Потом Москва, и ты в ней неумелый.
Меня кабак столичный слушал так,
Как будто голос откусить хотел он.
Здесь не мотают сопли на кулак.

Здесь все всерьез: и деньги, и забава.
Кефиром — утро. Выпил — и забей!
А песен тех надрывных и корявых
Не вспоминай и слабых не жалей!

* * *
Нет, никогда я Питер не любил.
В нем тянешь дни, как дождь пережидаешь.
Глядишь под бормотанье волн на шпиль
И раздраженно водки наливаешь.

Петра творенье, каменный карман,
Напрасно манишь улицей глухою.
Не-е, не подсяду, будто наркоман.
Не лезь с Адмиралтейскою иглою.

Добро, строитель! Как там в вышине?
Ужо тебе! — кричу и пью победно.
И вот за мной на бронзовом коне,
Простерши руку, скачет Всадник Медный.

* * *
Закатный свет — черника с молоком.
Неслась легенда от избы к избе
Вослед за одноруким печником.
И черных пятен не было в судьбе.

Незло тайга ворчала на ветру.
Незримых крыльев шелест у лица.
Как был прекрасен этот малый круг
Начала жизни. Жизни без конца.

Уж зной так зной! По синеве — блесна!
Кричал соседский дед: «Ну, брат, капут!
Жарища-то, аж куры, мать честна,
Яичницу того гляди снесут!»

И холод шел с дождями и бедой.
Град бил в окно.

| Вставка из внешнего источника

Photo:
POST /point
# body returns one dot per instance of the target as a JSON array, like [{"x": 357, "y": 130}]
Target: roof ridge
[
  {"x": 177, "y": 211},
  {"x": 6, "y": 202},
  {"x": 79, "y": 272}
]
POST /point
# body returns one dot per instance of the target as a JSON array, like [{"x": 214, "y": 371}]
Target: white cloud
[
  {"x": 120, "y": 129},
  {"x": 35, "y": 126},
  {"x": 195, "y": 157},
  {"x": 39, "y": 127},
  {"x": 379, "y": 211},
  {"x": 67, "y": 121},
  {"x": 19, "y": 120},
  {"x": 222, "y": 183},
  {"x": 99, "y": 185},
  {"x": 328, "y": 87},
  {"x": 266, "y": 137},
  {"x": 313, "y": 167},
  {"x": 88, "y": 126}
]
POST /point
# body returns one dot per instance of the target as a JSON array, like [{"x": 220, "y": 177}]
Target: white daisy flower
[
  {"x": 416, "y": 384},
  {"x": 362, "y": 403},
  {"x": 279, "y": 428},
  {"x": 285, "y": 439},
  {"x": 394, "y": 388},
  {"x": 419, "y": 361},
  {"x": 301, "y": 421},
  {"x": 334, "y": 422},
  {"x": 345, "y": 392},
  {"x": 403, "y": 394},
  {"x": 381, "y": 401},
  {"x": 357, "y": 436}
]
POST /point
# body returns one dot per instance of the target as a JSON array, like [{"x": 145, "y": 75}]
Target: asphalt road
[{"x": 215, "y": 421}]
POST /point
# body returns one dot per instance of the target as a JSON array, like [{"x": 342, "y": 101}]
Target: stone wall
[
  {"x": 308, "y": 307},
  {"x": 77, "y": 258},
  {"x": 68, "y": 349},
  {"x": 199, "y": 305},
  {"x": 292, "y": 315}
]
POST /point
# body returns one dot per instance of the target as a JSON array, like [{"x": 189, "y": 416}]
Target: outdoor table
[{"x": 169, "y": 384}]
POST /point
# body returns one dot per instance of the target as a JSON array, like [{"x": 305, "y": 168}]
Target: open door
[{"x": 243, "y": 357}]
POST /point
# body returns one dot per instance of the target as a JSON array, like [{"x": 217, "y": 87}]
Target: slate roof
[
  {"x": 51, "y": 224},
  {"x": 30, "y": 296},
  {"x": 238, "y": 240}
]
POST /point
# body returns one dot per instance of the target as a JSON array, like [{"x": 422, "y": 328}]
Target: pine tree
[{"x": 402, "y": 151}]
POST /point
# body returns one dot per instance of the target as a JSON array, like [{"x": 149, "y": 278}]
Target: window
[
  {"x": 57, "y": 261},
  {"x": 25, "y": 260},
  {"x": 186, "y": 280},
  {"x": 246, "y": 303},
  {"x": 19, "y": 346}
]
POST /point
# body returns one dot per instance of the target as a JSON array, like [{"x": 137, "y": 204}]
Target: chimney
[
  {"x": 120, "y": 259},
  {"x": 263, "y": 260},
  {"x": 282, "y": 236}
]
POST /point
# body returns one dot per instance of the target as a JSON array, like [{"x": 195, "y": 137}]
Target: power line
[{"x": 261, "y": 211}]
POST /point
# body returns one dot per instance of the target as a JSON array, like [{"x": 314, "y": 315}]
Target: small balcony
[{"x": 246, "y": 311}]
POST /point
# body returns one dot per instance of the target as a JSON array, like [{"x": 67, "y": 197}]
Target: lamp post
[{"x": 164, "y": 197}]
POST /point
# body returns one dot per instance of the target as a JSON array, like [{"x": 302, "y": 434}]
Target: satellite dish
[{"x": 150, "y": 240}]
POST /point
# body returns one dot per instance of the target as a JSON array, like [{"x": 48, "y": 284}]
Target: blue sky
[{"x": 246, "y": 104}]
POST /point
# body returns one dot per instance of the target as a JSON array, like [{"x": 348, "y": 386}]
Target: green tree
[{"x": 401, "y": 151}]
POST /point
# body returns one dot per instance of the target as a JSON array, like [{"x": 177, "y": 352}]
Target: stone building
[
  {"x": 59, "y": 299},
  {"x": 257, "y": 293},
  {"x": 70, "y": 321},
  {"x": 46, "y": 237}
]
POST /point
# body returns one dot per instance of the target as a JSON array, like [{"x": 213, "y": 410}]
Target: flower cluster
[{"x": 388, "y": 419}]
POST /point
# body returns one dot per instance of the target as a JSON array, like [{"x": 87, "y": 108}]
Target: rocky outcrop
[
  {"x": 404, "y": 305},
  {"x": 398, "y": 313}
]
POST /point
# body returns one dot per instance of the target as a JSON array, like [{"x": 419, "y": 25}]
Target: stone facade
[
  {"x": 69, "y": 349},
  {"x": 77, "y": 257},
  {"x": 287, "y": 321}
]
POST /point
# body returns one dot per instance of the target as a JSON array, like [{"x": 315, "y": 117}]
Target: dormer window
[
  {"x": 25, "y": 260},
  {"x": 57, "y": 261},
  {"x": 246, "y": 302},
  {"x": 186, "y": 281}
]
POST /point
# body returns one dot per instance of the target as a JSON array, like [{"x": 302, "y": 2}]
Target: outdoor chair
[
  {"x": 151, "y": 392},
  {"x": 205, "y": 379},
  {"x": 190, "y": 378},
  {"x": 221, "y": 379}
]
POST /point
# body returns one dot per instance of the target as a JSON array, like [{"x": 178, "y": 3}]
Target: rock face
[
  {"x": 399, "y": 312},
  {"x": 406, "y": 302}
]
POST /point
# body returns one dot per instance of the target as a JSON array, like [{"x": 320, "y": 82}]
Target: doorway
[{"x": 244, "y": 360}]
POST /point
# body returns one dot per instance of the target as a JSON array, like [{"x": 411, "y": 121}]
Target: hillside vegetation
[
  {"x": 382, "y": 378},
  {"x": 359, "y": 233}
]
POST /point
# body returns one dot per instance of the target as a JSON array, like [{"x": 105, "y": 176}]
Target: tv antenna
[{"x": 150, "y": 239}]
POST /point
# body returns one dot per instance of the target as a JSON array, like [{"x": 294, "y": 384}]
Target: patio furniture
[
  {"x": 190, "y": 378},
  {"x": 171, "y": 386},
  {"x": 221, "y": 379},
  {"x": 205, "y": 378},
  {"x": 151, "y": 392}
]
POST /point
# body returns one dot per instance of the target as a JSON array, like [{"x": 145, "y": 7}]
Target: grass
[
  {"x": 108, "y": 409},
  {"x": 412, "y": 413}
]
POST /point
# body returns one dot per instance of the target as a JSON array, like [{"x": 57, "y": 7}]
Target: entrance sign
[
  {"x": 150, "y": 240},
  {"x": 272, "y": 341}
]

Крестом мерцала мгла.
Но после всех потерь над головой
Нам непременно радуга была.

Я, сделав два крыла, на крышу влез.
Но дух в трубу вцепился — стыд и срам.
А так хотелось, чтобы по земле
Легенда шла за мною по пятам.

Душили слезы. А печник сказал,
Мой ворот сжав пушинкою в горсти:
«Ты, парень, высоко не залезай.
Бог крышу, помни, может обтрясти!»

Тогда под сенью первых облаков
В сознании моем тепло и речь
Стояли друг от друга далеко.
И потому я верил только в печь.

Но что-то смутное уже огонь
Рождал во мне под мерный шелест крыл.
Я помню эту сильную ладонь.
А вот легенду напрочь позабыл.

* * *
Пускай меня сживает дождь со свету.
Пускай бедой болтает на краю.
Пусть жизнь меня ломает, словно ветку.

Я все равно тебя не разлюблю.
Я все равно тобою назову
Дорогу к храму, паперть, колокольню,
Все то, что между облаком и болью,
Все то, чем в снах дышу и — наяву.

Строку крылом вымахивает птица.
Синь неба проступает между строк.
Ты будешь то былинкою кружиться,
То звездочкой лететь на огонек.

Еще подуешь ветром на свечу.
Ночные тени лягут паутиной.
Рябь серебра. Луна на крестовине.
Проваливаюсь и уже лечу.

* * *
Было дело. Теперь — табак.
Ты ушел, прогорел, иссяк.
Сорвалась, как худая дверь,
Под ногами земля с петель.

Кто поверит, что навсегда
Верный друг уплыл в Зурбаган.
Только номер твой до сих пор
В телефоне моем не стерт.

И я снова под ветра шум
SMS в Зурбаган пишу.
А в ответ из седой дали
Облаками мчат корабли.

Ты умел, опустив глаза,
Пропадать всю жизнь в небесах.
И смеяться в усы, в табак.
Если можешь, подай мне знак.

Как там лето? А как зима?
Что мне видится сквозь туман —
Племя мачтовых кораблей.
Поднят парус. До встречи, Грей.

* * *
Все было, я помню, шел дождь торопливо.
Антоновкой пахли сады.
И губы твои были с запахом сливы
И с привкусом скорой беды.

А ветер, я помню, как старенький дворник,
Гнал дождь веткой яблони прочь.
Была только ночь с воскресенья на вторник.
Была только ночь, наша ночь.

И нашими были и август, и воздух,
Все блики, и звездная соль.
Но в алом разрыве рябиновых гроздьев
Маячили страхи и боль.

Плыл месяц — любому безумству потворник,
Сумевший судьбу превозмочь.
Была только ночь с воскресенья на вторник.
Была только ночь, наша ночь.

Голодное сердце открыто для страсти.
Но вот мы очнулись и вдруг
Себя ощутили гораздо несчастней
Опавшей листвы на ветру.

Шуршал за окном похмелившийся дворник,
Улики той ночи кляня.
Все те, кто нас ждал с воскресенья на вторник,
Простят и тебя, и меня.

* * *
Пахнет папа асфальтовым летом,
Поднимает меня высоко.
И светло, как от яркого света,
От его серебристых висков.

Я хочу прикоснуться рукою
К облакам, как порою во сне,
Словно знаю уже о покое
Где-то там в неземной тишине.

Полетела за облаком шляпа,
Не успела за шляпой рука.
И лежит со свечою мой папа,
Изголовьем ему — облака.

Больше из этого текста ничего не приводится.